24. Mr. Setalvad, no doubt, urged that the ministerial railway servant, who was originally employee of a Company, Ex-State Railway or a former Provincial Government dealt with under the new Note are a class by themselves, and, therefore, there is a reasonable classification. Once the employees dealt with under the new Note, have taken up service under the Indian Railway Administration and have been treated alike upto January 11, 1967, it follows, in our opinion, that they cannot again be classified separately from the other employees of the Indian Railway Administration. Therefore, we are not inclined to accept the contention that the classification of these officers, under the new Note, is a reasonable classification and satisfies one of the essential requisites of Article 14 of the Constitution, as interpreted by this Court.

25. We will assume, that in dealing with the types of employees under the new Note, there is a reasonable classification. Nevertheless, the further question arises whether the reasonable classification, with the added condition in the Note incorporated on December 23, 1967, can be said to have a nexus or a relation to the object sought to be achieved by Clause (b) of Rule 2046? The object of Rule 2046 itself is to provide for the age of retirement of the two types of officers coming under Clauses (a) and (b). Where there is no indication that any further distinction inter se is sought to be made amongst the officers mentioned in Clauses (a) and (b) and when an uniform age of retirement has also been fixed in respect of the officers coming under these two clauses, the classification, carving out the ex-employees of the three authorities mentioned therein, with the added condition that the rules of the Company or the State should have a provision similar to Clause (b), has, in our opinion, no nexus or relation to the object of the rule.

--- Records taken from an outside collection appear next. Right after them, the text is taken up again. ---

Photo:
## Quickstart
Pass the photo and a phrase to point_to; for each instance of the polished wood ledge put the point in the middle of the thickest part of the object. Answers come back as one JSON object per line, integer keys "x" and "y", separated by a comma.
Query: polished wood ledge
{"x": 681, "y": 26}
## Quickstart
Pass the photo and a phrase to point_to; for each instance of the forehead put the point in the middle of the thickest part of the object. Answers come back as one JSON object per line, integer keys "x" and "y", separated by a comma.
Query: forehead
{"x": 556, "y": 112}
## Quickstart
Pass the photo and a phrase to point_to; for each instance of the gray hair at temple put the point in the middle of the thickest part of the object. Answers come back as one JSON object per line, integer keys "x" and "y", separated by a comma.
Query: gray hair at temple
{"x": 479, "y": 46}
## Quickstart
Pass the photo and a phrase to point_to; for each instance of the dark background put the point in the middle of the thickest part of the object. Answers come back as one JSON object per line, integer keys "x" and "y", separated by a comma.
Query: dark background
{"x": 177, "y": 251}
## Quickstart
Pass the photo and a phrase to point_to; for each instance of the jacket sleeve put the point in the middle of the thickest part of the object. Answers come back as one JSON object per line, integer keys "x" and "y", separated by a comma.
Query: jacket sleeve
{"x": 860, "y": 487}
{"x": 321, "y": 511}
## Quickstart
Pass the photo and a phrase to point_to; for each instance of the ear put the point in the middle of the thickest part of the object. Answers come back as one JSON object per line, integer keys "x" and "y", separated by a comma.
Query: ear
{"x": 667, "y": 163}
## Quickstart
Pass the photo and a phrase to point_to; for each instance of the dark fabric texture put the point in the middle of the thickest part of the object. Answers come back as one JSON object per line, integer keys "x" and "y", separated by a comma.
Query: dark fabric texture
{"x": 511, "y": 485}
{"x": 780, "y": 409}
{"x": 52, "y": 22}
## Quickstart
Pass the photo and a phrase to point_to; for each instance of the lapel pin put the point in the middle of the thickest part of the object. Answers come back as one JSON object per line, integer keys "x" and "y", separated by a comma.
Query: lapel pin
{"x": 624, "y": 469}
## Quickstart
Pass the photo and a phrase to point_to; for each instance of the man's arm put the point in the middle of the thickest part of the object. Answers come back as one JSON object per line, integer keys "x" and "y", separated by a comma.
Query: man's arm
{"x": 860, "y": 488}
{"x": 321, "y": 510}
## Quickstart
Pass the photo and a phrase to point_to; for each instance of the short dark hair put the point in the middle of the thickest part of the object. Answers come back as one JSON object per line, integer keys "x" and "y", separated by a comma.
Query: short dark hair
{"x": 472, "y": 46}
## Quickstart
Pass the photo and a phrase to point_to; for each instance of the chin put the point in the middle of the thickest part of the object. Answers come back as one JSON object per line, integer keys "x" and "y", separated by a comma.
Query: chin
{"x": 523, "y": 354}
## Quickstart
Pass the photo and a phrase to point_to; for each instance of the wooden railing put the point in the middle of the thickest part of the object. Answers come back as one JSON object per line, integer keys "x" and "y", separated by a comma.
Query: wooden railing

26. For the reasons given above, we are of the view that the High Court was justified in striking down the order of the Divisional Accounts Officer, Hubli, dated January 17, 1968 directing the respondent to retire from service on April 14, 1968, on which date he will attain the age of 58 years. However, it is not clear from the judgment of the High Court whether the entire new Note substituted under Clause (b) of Rule 2046 on December 23, 1967 has been struck down or whether it has struck down only the new condition incorporated in the said Note. Even as per the Note under Clause (b), incorporated along with the new Rule 2046 on January 11, 1967, the expression 'Government Service' included service rendered in Ex-Company, Ex-State Railways and in a former provincial Government, and such a provision is beneficial to the employees like the respondent.

27. In the new substituted Note dated December 23, 1967, the first part of the Note including in 'government service' any service rendered in a former provincial Government, Ex-Company and Ex-State Railways is more or less identical with the original Note of January 11, 1967, though in the new Note the order of the former employees has been slightly changed. In our opinion, that part of the new rule providing that for the purpose of Clause (b) the expression 'Government Service' includes service rendered in a former provincial Government and in a Ex-Company and Ex-State Railways can be allowed to stand to this extent. Therefore, the offending part in the new Note are the further words 'if the rules of the Company or the State had a provision similar to Clause (b) above''. This offending part can be deleted without doing violence to the definition of the expression 'Government Service' even under the new Note. Therefore, it is only necessary to strike down the offending part in the Note, namely, 'if the rules of the Company or the State had a provision similar to Clause (b) above' and this part of the Note alone is struck down as discriminatory and violative of Article 14 of the Constitution.

28. Subject to the above directions, the judgment and order of the High Court are confirmed and this appeal dismissed. Special leave to appeal has been granted on August 7, 1969 subject to the conditions that the appellant is to pay the costs of the respondent in any event. The respondent, accordingly, will be entitled to his costs in the appeal.